La mode africaine chic et durable
Novateurs, orientés durable et lauréats de prix prestigieux, les stylistes africains se retrouveront sous les feux des projecteurs.
En juin 2022, le Victoria and Albert Museum à Londres organisera une exposition sur l’histoire de la mode africaine, depuis les années 1960 jusqu’à nos jours. C’est une tâche ambitieuse: aucune exposition ne pourra jamais rendre justice à la mode de tout un continent. Mais avec 250 pièces, les conservateurs espèrent prouver qu’il y a bien plus à montrer que des franges, des perles et des pagnes.
Cette exposition mettra en lumière des stylistes africains, comme Lagos Space Programme qui est de plus en plus apprécié dans les capitales internationales de la mode. Les talents africains se disputent d’ailleurs désormais les récompenses les plus prestigieuses du secteur, comme le prix LVMH pour les jeunes artistes, que le Sud-Africain Thebe Magugu a remporté récemment.
Nouvelle génération plus persévérante
Pour ses techniques de tissage d’Afrique de l’Ouest, Emmanuel Okoro a remporté l’édition inaugurale de l’exposition Africa Fashion Up organisée à Paris au mois de septembre sur les stylistes africains. Balenciaga, une maison de haute couture espagnole, était l’un des commanditaires. Et si l’on se fie à la capsule du styliste nigérian Kenneth Izepour Karl Lagerfeld, 2022 promet d’autres collaborations avec des stylistes africains.

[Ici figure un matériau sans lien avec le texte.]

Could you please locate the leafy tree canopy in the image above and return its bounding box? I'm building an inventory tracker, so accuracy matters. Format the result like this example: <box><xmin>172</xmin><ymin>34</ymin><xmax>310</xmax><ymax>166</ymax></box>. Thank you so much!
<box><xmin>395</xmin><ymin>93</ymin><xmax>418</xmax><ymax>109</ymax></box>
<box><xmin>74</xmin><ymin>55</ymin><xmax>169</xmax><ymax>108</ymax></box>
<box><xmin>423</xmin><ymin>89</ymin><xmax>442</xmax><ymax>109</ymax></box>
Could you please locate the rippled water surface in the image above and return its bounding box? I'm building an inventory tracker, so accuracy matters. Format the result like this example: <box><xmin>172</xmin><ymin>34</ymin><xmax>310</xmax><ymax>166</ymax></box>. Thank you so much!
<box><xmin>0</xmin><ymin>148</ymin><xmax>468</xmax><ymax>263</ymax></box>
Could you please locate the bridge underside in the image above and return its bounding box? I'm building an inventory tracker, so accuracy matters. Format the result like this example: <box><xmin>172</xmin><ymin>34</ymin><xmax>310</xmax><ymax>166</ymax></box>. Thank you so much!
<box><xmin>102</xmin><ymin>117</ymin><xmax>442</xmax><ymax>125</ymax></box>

De nombreuses villes africaines jouissent de leur propre centre de mode, florissant et diversifié. Chaque année, en automne, les Fashion Week de Dakar, Johannesbourg et Lagos sont attendues avec impatience. De riches sous-cultures, allant des sapeurs dandys de Kinshasa au mouvement Afropunk à Johannesbourg, continueront de s’épanouir. Mais en Amérique, les stylistes trouveront des adeptes en habillant des stars africaines, en s’occupant de la tenue d’un chanteur d’afrobeat aux Grammy Awards, par exemple, ou en dessinant la robe que Chimamanda Ngozi Adichieportera lors de la publication de son nouveau livre. Et quand la suite de Black Panther, blockbuster hollywoodien qui se déroule dans un royaume africain fictif, sortira cet été, il sera sans doute accompagné d’un tourbillon de défilés de mode inspirés de l’Afrique, ainsi que de sa cohorte de protestations relatives à cette réappropriation culturelle.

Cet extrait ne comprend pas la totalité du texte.